Friends told Bala that Milena had been a source of inspiration to other Jews and very caring for her children at Lodz. Then, later, survivors told relatives of Bala that upon arriving in Auschwitz, she had the choice of going to the work camp alone, which would have made her more useful to the Nazis, or remaining with her children; no one ever saw her in the work camps.
Bala launched a search for his wife and children through the International Red Cross which, among other activities, was reuniting families separated by the war. He did not receive a legal declaration of their deaths until May 15, 1946. It simply read “This to decree that the 31st of Aug 1944 is to be considered the date which the said Milena Ballenberger, Alena Ballenberger, and Jan Ballenberger did not survive.” The actual date of death was likely earlier, but the Nazis had abandoned their meticulous record-keeping by that point in the war.

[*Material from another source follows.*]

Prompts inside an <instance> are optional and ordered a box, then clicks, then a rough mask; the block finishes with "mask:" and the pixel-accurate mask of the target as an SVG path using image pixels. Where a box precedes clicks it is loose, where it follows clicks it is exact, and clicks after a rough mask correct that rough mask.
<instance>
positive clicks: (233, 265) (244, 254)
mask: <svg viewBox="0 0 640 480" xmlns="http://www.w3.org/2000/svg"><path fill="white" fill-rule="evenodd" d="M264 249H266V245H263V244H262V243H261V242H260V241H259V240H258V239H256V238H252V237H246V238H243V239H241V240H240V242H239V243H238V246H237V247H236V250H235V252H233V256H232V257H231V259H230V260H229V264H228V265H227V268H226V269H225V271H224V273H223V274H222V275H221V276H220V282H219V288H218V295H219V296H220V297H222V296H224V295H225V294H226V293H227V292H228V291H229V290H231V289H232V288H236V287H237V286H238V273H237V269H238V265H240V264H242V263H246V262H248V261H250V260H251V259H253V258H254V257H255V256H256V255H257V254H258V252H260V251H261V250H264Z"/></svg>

Bala later remarried and began a family in Canada. Nick told me he didn’t know of his father’s first wife and children—or that his father was Jewish—until he was an adult. However, Nick said his parents were very much a part of the Czech community in Canada and continued to support relatives and friends in the CSSR. They helped Czechs who managed to escape in 1968 during The Czech Spring, and their house was often filled with Czech immigrants and refugees. The children were told vaguely that the visitors with tattoo numbers on their arms had got them “in the camps during the War.” In the early 1960s, my own Florida family also provided shelter to another group of desperate refugees—a Cuban family fleeing Fidel Castro’s oppressive Communist regime. Although only 12 years old at the time, I remember my compassionate father’s attention to their every need. I now understand it was his attempt to offer them some sense of belonging in the midst of displacement, a vulnerability he fully understood.

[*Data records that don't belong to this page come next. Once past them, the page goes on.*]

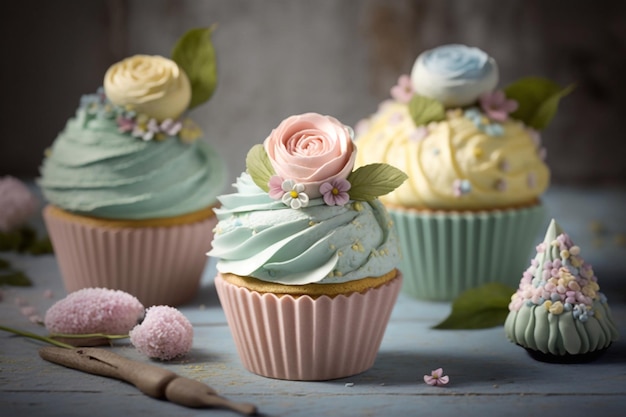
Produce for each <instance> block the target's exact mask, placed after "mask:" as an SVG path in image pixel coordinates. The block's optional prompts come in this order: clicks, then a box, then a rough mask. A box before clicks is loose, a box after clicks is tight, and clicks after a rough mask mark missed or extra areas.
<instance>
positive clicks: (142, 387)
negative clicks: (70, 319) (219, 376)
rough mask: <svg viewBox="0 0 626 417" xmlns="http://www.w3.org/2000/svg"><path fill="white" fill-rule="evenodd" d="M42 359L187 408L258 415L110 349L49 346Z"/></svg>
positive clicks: (154, 368) (45, 348)
mask: <svg viewBox="0 0 626 417" xmlns="http://www.w3.org/2000/svg"><path fill="white" fill-rule="evenodd" d="M39 356H41V357H42V358H43V359H45V360H47V361H49V362H53V363H56V364H59V365H63V366H66V367H68V368H73V369H78V370H80V371H83V372H88V373H90V374H95V375H101V376H106V377H109V378H115V379H119V380H122V381H126V382H128V383H131V384H133V385H134V386H135V387H137V388H138V389H139V390H140V391H141V392H143V393H144V394H146V395H148V396H150V397H153V398H165V399H167V400H168V401H171V402H173V403H175V404H180V405H184V406H186V407H193V408H203V407H219V408H228V409H230V410H233V411H236V412H238V413H241V414H244V415H253V414H256V412H257V409H256V407H255V406H254V405H252V404H246V403H236V402H233V401H230V400H228V399H226V398H224V397H220V396H219V395H217V393H216V392H215V390H213V389H212V388H211V387H209V386H208V385H206V384H204V383H202V382H200V381H196V380H193V379H190V378H186V377H182V376H180V375H177V374H175V373H174V372H172V371H168V370H167V369H163V368H160V367H158V366H155V365H151V364H147V363H141V362H137V361H132V360H130V359H127V358H124V357H122V356H120V355H118V354H116V353H113V352H111V351H109V350H105V349H99V348H77V349H65V348H60V347H56V346H46V347H43V348H41V349H39Z"/></svg>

My father and his friends faced many difficult, unimaginable choices. Until I read the letters, I knew so little about the horrors that consumed my father’s youth. I wished I tried harder to break down my father’s wall of silence while he was alive. Maybe I could have helped him find peace in a way the letters he left behind have helped me to do. When I was a teenager, my father used to say, “You can be happy or sad. You get to choose.” By witnessing my father’s choices, I learned that no matter what weight falls upon us, the heart of the human being is revealed by the value we place on humanity towards one another.